Alex Ross

Personal information
- Full name: Alexander Ian Ross
- Born: 17 April 1992 (age 34) Melbourne, Victoria, Australia
- Nickname: Sweepologist
- Batting: Right-handed
- Bowling: Right-arm offbreak
- Role: Middle-order batsman

Domestic team information
- 2012–2019: South Australia
- 2014–2016: Adelaide Strikers
- 2016–2019: Brisbane Heat
- 2016: Jamaica Tallawahs
- 2019–2024: Sydney Thunder
- 2023–2024: Durdanto Dhaka
- 2024–: Adelaide Strikers
- 2024: Jaffna Kings
- 2025: Khulna Tigers
- First-class debut: 7 February 2015 South Australia v Western Australia
- List A debut: 14 October 2012 South Australia v Tasmania

Career statistics
| Competition | FC | LA | T20 |
| Matches | 18 | 51 | 144 |
| Runs scored | 868 | 1,103 | 2,819 |
| Batting average | 28.00 | 29.02 | 28.19 |
| 100s/50s | 0/6 | 1/6 | 0/14 |
| Top score | 92* | 110 | 89* |
| Catches/stumpings | 22/– | 22/– | 55/– |
- Source: Cricinfo, 20 December 2024

= Alex Ross (cricketer) =

Australian cricketer (born 1992)

Alexander Ian Ross (born 17 April 1992) is an Australian cricketer. The son of a cricket coach, Ross started playing domestic cricket for South Australia in 2012, having moved to the state in 2009 with his father. He began to rise to prominence in the 2014–15 season when, after improved form in both first-class and List A cricket, he began playing for the Adelaide Strikers in the Big Bash League. In his first match of BBL|05 he scored 65 runs off 31 balls, making excellent use of the sweep shot and earning the moniker "sweepologist". He represented South Australia in first-class and one-day cricket and currently plays for the Adelaide Strikers in the Big Bash League.

==Early life==
Ross was born in Melbourne, Victoria, but he spent most of his early life in Christchurch, New Zealand where his father, Ashley Ross, worked as a cricket coach, at one stage being the assistant coach of the New Zealand national cricket team. While living in Christchurch he played hockey rather than cricket. Ross moved back to Australia in 2009 when his father got a job as a cricket coach in Adelaide, South Australia, where he attended St Peter's College. Ross began his cricketing career playing grade cricket for Kensington Cricket Club, though he had also spent twelve months in Canberra in the Australian Capital Territory, where he played for the ACT Comets' under-17s team. Ross won the Talbot Smith Fielding Trophy in the 2011–12 grade cricket season as the most outstanding fielder in South Australian grade cricket, and at the end of the season he was given a rookie contract with South Australia's state team.

==Domestic career==
===Early career (2012–2015)===
Ross made his List A debut for South Australia in the 2012–13 Ryobi One-Day Cup against Tasmania and scored his maiden half-century against Western Australia in his fourth match. It wasn't until two years later in the 2014–15 season that he played in any other major formats of the game, having played twelve one-day matches in the 2012–13 and 2013–14 seasons. He started the season playing for the Eastern Edge in the SACA Premier League and scored a match-winning 164 runs off 141 balls for the team, hitting nine sixes in the process. After scoring runs in the 2014–15 Matador BBQs One-Day Cup Ross was signed by Big Bash League (BBL) team the Adelaide Strikers and made his Twenty20 debut for the side in their first match of BBL|04. After the BBL he made his first-class debut, playing for South Australia in a Sheffield Shield match against Western Australia. His improvement was rewarded when he was elevated to a senior contract with South Australia.
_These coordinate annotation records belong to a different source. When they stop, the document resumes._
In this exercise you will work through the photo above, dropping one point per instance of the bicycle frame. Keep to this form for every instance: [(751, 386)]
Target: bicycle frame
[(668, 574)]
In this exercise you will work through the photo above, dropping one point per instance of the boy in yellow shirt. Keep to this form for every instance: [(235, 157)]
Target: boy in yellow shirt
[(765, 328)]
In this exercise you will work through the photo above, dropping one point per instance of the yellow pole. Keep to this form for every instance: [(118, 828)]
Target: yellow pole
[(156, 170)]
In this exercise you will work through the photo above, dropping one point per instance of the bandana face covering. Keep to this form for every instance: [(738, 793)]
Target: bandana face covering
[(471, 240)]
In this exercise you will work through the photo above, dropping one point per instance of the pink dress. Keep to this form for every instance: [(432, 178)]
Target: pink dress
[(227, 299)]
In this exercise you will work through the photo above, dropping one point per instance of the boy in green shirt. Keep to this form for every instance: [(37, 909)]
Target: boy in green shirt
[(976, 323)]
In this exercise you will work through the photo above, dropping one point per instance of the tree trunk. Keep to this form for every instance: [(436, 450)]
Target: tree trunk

===Breakthrough season ===
Ross had a breakout season in 2015–16, in which national selector Mark Waugh called him "the most improved player in Australia". Despite coming close on three occasions early in the season, he was unable to score his maiden domestic century. Two of these performances came in the 2015–16 Matador BBQs One-Day Cup, when he scored a match-winning 88 not out in a thrilling one-wicket victory over Queensland and 97 not out in the elimination final against Victoria, which took South Australia into the final of the competition. He finished the tournament with the highest batting average for the Redbacks, 59.25, and 237 runs in total. His improved form continued in the Sheffield Shield season, during which he scored 642 runs, second only to captain Travis Head for South Australia.

T20 career (2015–present)

Ross gained notoriety in BBL|05 in the Strikers' first match of the season. In a man-of-the-match performance against the Melbourne Stars he scored 65 runs off 31 balls to lead the Strikers to victory. During the innings he made great use of the sweep shot, and he was given the nickname "the sweepologist" by former Australian bowler Damien Fleming. Ross credited his successes with the sweep shot to his hockey background. At the end of the BBL season he changed clubs, signing a contract with the Brisbane Heat. Ross won the 2016 Bradman Young Cricketer of the Year Award with 31.86% of the votes and he finished the season playing for South Australia in the Sheffield Shield final. Though South Australia were unable to win the match, Ross scored an impressive pair of half-centuries with 72 and 71 in his two innings.

Ross signed with the Jamaica Tallawahs in the 2016 Caribbean Premier League, but he was only given three opportunities with the club in the last few matches before the finals, scoring 46 runs at a strike-rate of 95.45. After this he joined the Australia A squad in Queensland. His 2016–17 was not as successful as the previous season as he injured his hand during South Australia's opening Matador Cup match and missed out on the rest of the tournament and the first half of the Sheffield Shield season. He returned to cricket in BBL|06 with the Heat and return to South Australia's Sheffield Shield side for the second half of the season. He was awarded the Bradman Young Cricketer of the Year at the Allan Border Medal ceremony by Cricket Australia in 2016.

In October 2017, in the 2017–18 JLT One-Day Cup, Ross set a new record for the most runs scored in one over by an Australian in List A cricket, with 32. Overall he scored 224 runs for the tournament at an average of 32.00.

In January 2018, Ross was involved in a controversial moment in a BBL match, when he became the first player in BBL history to be dismissed for obstruction. Returning for a second run, Ross deviated from his original line of running and slid on an awkward angle, causing the ball to his bat and go onto the stumps. In the process of a run out appeal, the Hobart Hurricanes requested the umpires check the incident for possible obstruction. After deliberation, the third umpire ruled that Ross had intentionally deviated from his line to obstruct wicket keeper Matthew Wade from taking the ball. The incident caused national debate, with Heat captain Brendon McCullum stating on the broadcast of the game he was willing to be fined in order to express his view that Ross should not have been given out.